Setembro breve (Joel)

Setembro breve
Crônica, Joel Gehlen, AN 08/09
Agosto anda pela praia, os pés descalços, ninguém à vista. Quem há de registrar a exuberância dessa solidão? O mar beija e surra um corpo estelar em estado de rochedo. Os olhos transparecidos do vento se descaminham em seus contornos e tiram lascas de assovios que se desprendem do aço escovado do tecido que lhe cobre a nudez.

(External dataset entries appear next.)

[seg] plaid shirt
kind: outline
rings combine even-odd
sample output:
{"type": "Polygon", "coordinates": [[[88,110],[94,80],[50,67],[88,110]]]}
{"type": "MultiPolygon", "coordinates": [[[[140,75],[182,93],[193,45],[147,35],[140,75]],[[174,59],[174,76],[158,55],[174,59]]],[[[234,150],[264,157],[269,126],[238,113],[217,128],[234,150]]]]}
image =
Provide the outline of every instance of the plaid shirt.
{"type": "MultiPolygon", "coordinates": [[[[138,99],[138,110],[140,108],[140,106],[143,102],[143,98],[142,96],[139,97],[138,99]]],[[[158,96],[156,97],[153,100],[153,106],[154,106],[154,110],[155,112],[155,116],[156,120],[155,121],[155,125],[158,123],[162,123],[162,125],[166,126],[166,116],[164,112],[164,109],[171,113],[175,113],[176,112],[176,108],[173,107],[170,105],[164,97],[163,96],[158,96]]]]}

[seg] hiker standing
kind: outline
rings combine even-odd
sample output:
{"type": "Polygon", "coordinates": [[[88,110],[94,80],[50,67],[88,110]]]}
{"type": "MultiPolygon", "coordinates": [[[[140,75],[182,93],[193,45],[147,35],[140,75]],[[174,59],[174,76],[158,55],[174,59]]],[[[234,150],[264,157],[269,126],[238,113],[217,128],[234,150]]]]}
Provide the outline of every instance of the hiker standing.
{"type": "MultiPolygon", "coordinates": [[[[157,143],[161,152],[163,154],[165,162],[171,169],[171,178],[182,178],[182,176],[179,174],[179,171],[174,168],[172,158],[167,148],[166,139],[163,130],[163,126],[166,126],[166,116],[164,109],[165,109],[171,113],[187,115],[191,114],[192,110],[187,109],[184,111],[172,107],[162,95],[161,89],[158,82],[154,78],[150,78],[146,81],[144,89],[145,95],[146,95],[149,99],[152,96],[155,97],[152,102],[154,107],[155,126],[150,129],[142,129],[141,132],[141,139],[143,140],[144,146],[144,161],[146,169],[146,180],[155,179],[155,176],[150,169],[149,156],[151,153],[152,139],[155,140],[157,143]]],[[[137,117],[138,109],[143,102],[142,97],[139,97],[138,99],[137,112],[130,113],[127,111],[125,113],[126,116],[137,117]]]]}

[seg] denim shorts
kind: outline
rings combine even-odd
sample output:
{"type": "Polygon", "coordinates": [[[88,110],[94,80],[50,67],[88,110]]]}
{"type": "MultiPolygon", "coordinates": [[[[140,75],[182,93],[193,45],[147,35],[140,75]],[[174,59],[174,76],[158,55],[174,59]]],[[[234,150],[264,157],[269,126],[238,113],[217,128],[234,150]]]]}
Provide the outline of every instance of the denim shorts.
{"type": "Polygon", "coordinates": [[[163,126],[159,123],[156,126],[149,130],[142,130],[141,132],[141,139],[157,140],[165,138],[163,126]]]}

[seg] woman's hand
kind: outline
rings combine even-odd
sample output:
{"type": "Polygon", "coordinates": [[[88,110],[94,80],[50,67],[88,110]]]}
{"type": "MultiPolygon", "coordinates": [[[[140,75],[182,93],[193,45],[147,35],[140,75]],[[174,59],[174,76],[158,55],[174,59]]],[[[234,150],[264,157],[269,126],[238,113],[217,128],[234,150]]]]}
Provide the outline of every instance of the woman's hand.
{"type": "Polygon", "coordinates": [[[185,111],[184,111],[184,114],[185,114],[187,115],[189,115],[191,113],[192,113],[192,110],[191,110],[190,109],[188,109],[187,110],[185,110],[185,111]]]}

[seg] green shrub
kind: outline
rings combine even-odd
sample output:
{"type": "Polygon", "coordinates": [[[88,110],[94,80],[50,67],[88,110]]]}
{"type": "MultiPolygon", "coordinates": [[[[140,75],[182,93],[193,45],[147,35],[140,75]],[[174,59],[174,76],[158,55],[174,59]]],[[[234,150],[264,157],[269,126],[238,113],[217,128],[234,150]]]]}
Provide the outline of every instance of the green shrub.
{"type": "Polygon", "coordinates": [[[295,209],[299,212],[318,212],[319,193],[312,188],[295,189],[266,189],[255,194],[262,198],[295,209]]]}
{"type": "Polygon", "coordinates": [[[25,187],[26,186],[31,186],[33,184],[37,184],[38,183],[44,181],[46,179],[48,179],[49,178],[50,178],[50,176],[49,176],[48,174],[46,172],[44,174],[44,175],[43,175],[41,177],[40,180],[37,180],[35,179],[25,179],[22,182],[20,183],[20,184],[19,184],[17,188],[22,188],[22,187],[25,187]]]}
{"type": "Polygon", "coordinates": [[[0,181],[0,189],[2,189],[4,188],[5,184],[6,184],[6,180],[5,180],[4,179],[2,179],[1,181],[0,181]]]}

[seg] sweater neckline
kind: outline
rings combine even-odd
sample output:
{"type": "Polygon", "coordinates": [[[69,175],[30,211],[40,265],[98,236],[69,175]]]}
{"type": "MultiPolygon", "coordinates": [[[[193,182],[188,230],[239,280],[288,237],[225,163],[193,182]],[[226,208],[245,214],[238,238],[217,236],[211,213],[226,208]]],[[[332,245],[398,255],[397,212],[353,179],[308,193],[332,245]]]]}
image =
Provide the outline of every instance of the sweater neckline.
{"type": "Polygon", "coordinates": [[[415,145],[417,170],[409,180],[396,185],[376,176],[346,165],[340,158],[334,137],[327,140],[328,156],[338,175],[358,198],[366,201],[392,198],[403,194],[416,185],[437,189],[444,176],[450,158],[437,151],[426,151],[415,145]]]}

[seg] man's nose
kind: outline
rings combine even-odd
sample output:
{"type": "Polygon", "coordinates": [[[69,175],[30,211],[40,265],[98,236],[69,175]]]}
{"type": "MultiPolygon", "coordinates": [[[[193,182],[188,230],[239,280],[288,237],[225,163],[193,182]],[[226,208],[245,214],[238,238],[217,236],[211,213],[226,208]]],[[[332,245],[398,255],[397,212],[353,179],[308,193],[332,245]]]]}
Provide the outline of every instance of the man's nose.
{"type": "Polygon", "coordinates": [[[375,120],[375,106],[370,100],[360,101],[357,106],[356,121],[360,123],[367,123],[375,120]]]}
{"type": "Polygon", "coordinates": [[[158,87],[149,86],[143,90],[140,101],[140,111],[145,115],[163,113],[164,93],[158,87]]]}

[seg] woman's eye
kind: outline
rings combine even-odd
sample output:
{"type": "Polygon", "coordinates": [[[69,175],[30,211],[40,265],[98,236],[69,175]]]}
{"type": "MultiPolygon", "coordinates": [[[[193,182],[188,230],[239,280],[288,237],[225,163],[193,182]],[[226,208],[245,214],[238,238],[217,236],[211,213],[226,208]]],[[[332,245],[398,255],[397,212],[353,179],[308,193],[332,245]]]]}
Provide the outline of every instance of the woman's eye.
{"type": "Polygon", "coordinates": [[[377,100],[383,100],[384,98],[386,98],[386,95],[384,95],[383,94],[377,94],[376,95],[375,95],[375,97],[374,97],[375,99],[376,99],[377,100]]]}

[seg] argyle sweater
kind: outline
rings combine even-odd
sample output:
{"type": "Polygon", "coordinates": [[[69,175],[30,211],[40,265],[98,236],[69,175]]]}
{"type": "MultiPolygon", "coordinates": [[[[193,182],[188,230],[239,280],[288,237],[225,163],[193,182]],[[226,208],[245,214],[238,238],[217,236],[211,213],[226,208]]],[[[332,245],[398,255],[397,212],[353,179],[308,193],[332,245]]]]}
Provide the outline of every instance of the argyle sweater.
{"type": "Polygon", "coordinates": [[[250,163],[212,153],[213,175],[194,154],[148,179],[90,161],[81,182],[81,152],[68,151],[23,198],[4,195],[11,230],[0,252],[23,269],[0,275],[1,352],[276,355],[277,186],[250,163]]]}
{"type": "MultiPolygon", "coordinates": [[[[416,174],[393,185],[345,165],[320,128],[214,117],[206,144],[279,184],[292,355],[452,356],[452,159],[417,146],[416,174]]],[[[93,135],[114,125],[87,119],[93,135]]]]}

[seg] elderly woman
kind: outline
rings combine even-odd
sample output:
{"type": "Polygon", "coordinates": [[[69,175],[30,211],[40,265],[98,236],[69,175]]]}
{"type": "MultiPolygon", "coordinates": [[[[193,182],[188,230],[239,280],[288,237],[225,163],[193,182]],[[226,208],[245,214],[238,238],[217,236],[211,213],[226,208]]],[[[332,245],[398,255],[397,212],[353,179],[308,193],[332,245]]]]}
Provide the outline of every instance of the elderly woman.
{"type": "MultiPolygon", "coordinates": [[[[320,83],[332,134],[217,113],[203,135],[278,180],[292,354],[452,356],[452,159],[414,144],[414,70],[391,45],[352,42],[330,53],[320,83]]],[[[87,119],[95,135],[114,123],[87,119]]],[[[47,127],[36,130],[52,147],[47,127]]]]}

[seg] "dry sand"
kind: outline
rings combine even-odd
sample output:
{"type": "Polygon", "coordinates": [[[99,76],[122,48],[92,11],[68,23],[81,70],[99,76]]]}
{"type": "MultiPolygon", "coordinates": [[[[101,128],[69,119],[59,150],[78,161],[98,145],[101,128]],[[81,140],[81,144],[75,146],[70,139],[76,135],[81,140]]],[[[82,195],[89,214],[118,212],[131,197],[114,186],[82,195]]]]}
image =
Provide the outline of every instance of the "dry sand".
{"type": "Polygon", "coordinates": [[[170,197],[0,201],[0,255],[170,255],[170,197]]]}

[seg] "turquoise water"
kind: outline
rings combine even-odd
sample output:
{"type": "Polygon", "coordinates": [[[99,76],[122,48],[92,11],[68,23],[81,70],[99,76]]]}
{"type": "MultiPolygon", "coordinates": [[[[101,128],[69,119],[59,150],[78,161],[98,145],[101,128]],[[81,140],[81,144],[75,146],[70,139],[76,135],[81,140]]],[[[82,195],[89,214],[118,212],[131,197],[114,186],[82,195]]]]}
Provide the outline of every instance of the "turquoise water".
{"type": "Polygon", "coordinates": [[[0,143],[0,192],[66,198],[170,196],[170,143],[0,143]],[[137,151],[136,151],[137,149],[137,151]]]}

Um lápis azul contorna contorções de anil derramadas do horizonte até o céu e a quilha dos flancos corta os oceanos dourados em doces lambidas do Sol, que deita sua última morada sobre espáduas seminuas.
Distraídos, os braços imitam asas, algas aladas e sem nome curvam a envergadura desse albatroz em voo rasante, alabastro sobre as águas que não dessedentam nem mesmo as ilhas dos seios a que os olhos se apegam como se fossem mãos, túrgidos de mistério e fome. A imagem ancorada na fotografia surge à borda da salsugem, como se não estivesse ali, feito miragem que nos impõe o que queremos ver. O silêncio salga a gosto os lábios unidos e quietos. Nas pálpebras orvalhadas da manhã surge, sussurrante, a palavra agosto; inteira, feito um objeto que se pudesse guardar no bolso, e depois se despedaça desperdiçada ao vento volúvel do Leste.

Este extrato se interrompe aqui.